We know what you’re thinking. Cargo trousers? Really? As in those baggy trousers with actual pockets on them? Seriously? Are you drunk? You must be drunk.
No, we’re not drunk (unfortunately), merely observant. The fact of the matter is cargo trousers – those divisive britches first worn by the British Armed Forces in the 1930s, then co-opted by teenagers and Jodie Marsh a few decades later – are creeping back onto the menswear radar thanks to the likes of Brunello Cucinelli, Hardy Amies and several other designer brands intent on reviving the military stalwart.

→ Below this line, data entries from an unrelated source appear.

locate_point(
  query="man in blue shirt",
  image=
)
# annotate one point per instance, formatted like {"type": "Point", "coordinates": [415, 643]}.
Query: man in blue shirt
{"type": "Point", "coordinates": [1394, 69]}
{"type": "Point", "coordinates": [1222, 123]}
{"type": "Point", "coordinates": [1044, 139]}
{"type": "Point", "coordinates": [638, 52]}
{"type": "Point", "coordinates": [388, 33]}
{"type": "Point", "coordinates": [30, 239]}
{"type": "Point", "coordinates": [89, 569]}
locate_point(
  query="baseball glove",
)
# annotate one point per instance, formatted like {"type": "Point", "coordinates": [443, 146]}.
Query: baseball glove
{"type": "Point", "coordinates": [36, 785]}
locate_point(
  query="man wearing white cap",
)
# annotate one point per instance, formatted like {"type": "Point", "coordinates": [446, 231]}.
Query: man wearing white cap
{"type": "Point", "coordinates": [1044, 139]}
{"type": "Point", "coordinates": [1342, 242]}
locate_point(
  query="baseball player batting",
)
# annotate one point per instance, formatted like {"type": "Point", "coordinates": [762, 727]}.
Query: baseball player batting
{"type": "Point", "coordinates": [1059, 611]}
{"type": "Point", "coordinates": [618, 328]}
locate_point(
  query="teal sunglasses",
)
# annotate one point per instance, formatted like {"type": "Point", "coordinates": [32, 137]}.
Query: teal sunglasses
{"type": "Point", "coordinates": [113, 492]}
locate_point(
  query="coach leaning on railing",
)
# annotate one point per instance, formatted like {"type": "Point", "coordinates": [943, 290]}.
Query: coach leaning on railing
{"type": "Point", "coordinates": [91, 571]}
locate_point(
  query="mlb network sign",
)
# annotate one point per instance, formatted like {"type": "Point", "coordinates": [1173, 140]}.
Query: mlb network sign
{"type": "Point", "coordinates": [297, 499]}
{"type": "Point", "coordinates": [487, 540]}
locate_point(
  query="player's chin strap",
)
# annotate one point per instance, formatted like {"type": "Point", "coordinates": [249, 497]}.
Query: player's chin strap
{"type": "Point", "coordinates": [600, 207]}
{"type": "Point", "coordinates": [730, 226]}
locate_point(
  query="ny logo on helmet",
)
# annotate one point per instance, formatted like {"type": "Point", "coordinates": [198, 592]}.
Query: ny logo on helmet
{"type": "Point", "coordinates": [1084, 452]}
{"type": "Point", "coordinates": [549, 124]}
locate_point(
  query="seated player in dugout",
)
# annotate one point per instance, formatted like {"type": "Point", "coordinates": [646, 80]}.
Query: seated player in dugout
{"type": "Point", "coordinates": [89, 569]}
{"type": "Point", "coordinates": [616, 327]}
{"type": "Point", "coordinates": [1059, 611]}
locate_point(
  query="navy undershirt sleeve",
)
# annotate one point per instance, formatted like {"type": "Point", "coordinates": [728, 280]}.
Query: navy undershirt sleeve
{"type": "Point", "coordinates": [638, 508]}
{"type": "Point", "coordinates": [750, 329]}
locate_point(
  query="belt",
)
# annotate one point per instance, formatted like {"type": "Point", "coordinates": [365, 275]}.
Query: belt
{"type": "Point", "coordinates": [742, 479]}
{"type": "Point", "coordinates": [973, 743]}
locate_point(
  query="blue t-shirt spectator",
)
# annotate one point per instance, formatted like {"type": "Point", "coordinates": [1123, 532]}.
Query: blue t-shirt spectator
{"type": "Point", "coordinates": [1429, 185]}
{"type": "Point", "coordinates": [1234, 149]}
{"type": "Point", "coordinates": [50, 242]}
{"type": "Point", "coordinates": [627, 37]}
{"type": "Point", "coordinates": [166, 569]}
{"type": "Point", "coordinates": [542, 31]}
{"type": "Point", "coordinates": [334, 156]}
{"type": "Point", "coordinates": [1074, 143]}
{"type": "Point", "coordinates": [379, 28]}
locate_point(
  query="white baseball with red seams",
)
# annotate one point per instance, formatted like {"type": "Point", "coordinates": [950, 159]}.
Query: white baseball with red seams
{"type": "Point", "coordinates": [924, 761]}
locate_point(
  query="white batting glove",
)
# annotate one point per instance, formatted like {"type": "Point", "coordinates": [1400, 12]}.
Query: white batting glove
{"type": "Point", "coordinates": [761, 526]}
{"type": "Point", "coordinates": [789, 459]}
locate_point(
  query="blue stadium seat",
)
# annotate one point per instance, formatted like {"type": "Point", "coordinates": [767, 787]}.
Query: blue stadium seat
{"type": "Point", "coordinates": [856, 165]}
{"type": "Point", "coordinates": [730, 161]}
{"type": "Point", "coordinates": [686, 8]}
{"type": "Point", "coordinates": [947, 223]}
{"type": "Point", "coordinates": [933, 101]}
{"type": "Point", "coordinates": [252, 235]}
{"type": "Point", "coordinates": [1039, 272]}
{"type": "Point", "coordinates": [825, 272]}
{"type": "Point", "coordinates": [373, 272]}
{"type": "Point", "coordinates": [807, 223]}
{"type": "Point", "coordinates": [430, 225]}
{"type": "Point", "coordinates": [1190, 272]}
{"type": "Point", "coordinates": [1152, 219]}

“Cargo trousers have been something of a trend for several seasons now – [but it’s one] that works for some people and not for others,” says Samuel Smith, creative director at oki-ni. Get it right, and you’ve got a look that’s part-military, part-streetwear, all-style; get it wrong, and you look like off-duty Putin. Here we go.
Find Your Fit
Fit is everything when it comes to cargo trousers. But unlike tailoring, it’s not all about a tailored fit. Sure, you can pull on a modern pair of cargo trousers: slim, tapered and fine of fabric – but it’s only the slightly bulkier, straight-leg variant that can lay claim to OG status.
“I’m not a believer in a cargo jean or cargo jogger,” says Dan Lewis, assistant buyer on menswear brands at Urban Outfitters. “A cargo pant by name and nature was always meant to be used as a piece of clothing to carry multiple items, so the idea of a skinny pant or a fleece cargo jogger pant seems alien to me.”
If you’re a traditionalist, side with Lewis; but if you, like some of the FashionBeans team, will never be able to unsee some of the cargo horrors of the late 1990s, then try a smarter, tapered pair on for size.
Alternatively, aim for the middle ground with a straight-leg style you’ve pin-rolled yourself, taking care to land the roll just right. “Being careful with the length of the roll is key,” says Lewis. “Too far and you’re edging towards a capri pant. Keep to just above the ankle showing off a little bit of sock and trainer but no more.”
Pick Your Pockets
According to Smith, how big a cargo trouser’s pockets are, and where they fall, can play a big part in whether they simply nod to the military, or straight-up enlist. “Cargo trousers tend to make your legs look more bulky due to the pocket detail, so the fit needs to complement your body shape,” he says.
Large pockets that sag under the weight of their own material and sit near your knees are faithful to the original cargo design, which is fine if you’re built like a paratrooper, less so if the only cargo you’re used to shifting is the odd receipt and some change. In which case you should opt for neater, more tailored pockets placed closer to your hips than your knees.
How To Wear
Like many military-turned-civilian menswear pieces, styling out cargo trousers is all in the deployment. “If the trousers have more of a tailored silhouette, opt for a slim-fit smart shirt and a chunky Derby shoe,” says Smith. “[But] for cargo trousers with more volume, you can exaggerate the relaxed feel with an oversized sweatshirt or jumper, or even layer up with a neoprene hoodie.”
Don’t, however, kid yourself into thinking a pair of cargo trousers are anything smarter than smart-casual. “Be careful if you’re looking to wear cargo pants in a formal outfit – [smart] button-down shirts are difficult to style them with,” says Lewis. “And always stick to traditional colours when going for a cargo pant. For me, olive, black and navy are the go-tos.”